- Wilbinga
- Coordinates: 31°25′00″S 115°39′00″E﻿ / ﻿31.41667°S 115.65000°E
- Country: Australia
- State: Western Australia
- LGA(s): Shire of Gingin;
- Location: 69 km (43 mi) N of Perth;

Government
- • State electorate(s): Moore;
- • Federal division(s): Pearce;

Area
- • Total: 133.3 km^{2} (51.5 sq mi)

Population
- • Total(s): 8 (SAL 2021)
- Postcode: 6041
Localities around Wilbinga
| Caraban | Woodridge | Neergabby |
| Indian Ocean | Wilbinga | Yeal |
| Indian Ocean | Two Rocks | Yanchep |

= Wilbinga, Western Australia =

Wilbinga is a locality within the Shire of Gingin, just beyond the Perth metropolitan area's northern limit.

Wilbinga is bounded by the City of Wanneroo to the south, Wanneroo Road and the former Gingin Stock Route to the east, Woodridge to the north and the Indian Ocean to the west. Most of the suburb's area is contained within State Forest No. 65 (South) and, apart from Wanneroo Road, the locality contains no sealed roads. Tracks from Wilbinga Road provide access to isolated Wilbinga Beach. As at the 2021 Census, Wilbinga had a population of 8.

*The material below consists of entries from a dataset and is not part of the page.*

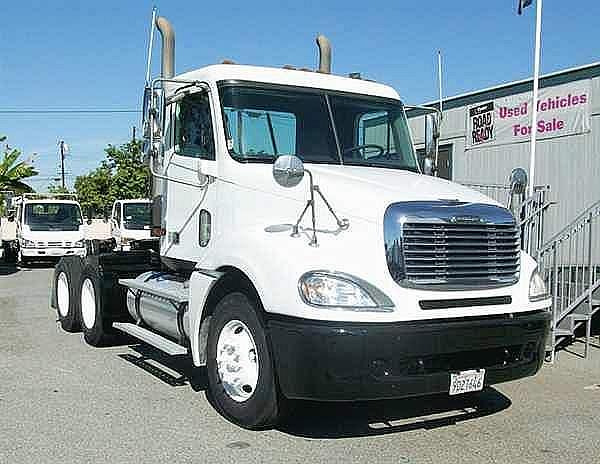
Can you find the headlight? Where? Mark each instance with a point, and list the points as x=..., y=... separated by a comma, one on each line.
x=537, y=287
x=342, y=291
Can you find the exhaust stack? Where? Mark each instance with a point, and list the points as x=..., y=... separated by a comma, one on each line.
x=324, y=54
x=167, y=63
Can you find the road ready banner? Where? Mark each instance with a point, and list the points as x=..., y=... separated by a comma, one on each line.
x=562, y=110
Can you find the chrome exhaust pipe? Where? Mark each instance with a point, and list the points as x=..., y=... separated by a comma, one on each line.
x=167, y=62
x=324, y=54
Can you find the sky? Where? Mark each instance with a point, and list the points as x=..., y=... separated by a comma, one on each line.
x=92, y=55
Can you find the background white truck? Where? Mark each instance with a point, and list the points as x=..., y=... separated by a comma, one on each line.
x=302, y=253
x=130, y=222
x=48, y=226
x=8, y=237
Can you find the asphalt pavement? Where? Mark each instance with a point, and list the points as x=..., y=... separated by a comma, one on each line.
x=62, y=401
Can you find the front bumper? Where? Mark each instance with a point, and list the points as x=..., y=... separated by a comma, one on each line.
x=335, y=361
x=51, y=252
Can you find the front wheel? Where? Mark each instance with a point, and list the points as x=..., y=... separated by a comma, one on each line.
x=241, y=379
x=23, y=260
x=97, y=330
x=66, y=296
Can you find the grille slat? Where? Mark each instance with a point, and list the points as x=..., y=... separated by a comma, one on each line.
x=476, y=254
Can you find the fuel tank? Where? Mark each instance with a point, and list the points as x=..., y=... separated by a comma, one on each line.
x=159, y=300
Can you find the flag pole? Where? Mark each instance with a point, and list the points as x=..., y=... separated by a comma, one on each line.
x=536, y=79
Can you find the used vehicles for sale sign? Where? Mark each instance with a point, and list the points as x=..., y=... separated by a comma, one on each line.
x=562, y=110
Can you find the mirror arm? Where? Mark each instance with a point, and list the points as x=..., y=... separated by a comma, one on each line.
x=178, y=181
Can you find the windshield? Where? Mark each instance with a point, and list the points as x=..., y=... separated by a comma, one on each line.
x=316, y=126
x=53, y=216
x=137, y=216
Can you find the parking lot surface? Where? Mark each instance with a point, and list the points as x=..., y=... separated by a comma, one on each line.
x=62, y=401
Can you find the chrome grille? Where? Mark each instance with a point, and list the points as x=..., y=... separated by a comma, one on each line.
x=451, y=245
x=460, y=253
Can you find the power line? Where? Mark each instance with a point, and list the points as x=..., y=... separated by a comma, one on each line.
x=67, y=111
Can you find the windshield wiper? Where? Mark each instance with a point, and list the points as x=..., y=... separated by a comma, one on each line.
x=382, y=165
x=253, y=159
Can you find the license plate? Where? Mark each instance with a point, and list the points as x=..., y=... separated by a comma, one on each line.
x=466, y=381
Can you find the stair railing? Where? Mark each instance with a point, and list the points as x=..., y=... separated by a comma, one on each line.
x=570, y=265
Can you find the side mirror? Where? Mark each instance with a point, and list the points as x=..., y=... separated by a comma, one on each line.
x=518, y=181
x=288, y=170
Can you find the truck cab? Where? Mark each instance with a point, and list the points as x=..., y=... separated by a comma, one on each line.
x=48, y=226
x=303, y=254
x=130, y=221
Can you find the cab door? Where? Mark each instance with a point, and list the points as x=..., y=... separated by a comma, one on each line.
x=190, y=167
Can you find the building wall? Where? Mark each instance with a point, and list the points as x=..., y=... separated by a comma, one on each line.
x=570, y=165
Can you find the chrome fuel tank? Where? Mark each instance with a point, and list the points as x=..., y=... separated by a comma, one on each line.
x=160, y=301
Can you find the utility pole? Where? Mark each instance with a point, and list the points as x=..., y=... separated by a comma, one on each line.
x=61, y=144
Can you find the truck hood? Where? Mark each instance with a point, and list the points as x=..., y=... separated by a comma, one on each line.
x=52, y=235
x=366, y=192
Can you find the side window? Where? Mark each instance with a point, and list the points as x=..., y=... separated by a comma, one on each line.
x=169, y=126
x=375, y=129
x=193, y=127
x=260, y=133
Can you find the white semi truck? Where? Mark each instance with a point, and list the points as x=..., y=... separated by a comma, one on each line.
x=48, y=226
x=303, y=255
x=8, y=238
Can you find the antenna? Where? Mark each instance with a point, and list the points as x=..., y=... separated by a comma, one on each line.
x=150, y=43
x=437, y=141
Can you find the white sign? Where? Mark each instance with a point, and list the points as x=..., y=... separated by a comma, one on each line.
x=562, y=110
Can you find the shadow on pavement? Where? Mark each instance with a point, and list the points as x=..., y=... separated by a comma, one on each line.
x=311, y=419
x=345, y=420
x=48, y=263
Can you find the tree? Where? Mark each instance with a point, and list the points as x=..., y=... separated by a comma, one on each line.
x=122, y=175
x=13, y=171
x=130, y=176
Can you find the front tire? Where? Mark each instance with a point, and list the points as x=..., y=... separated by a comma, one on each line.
x=23, y=261
x=241, y=377
x=97, y=328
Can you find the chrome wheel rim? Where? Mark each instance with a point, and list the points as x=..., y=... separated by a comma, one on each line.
x=62, y=294
x=237, y=361
x=88, y=303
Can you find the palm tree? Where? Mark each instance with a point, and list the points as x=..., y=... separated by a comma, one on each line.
x=12, y=171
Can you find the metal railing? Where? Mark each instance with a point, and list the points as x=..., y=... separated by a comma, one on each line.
x=530, y=212
x=570, y=266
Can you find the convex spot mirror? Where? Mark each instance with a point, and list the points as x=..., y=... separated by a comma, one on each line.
x=288, y=170
x=518, y=181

A fire lookout at Wabling Hill, originally constructed in 1959, provides views to the Moore River to the north, the ocean to the west, and generally over the state forest and small pine plantations nearby. Wabling Hill mallee (Eucalyptus argutifolia) is endemic to the area. Many 4WD clubs use the area as access to surrounding tracks. About 1 km south of Wilbinga beach are the shacks built by sheep farmers and then rebuilt by local citizens.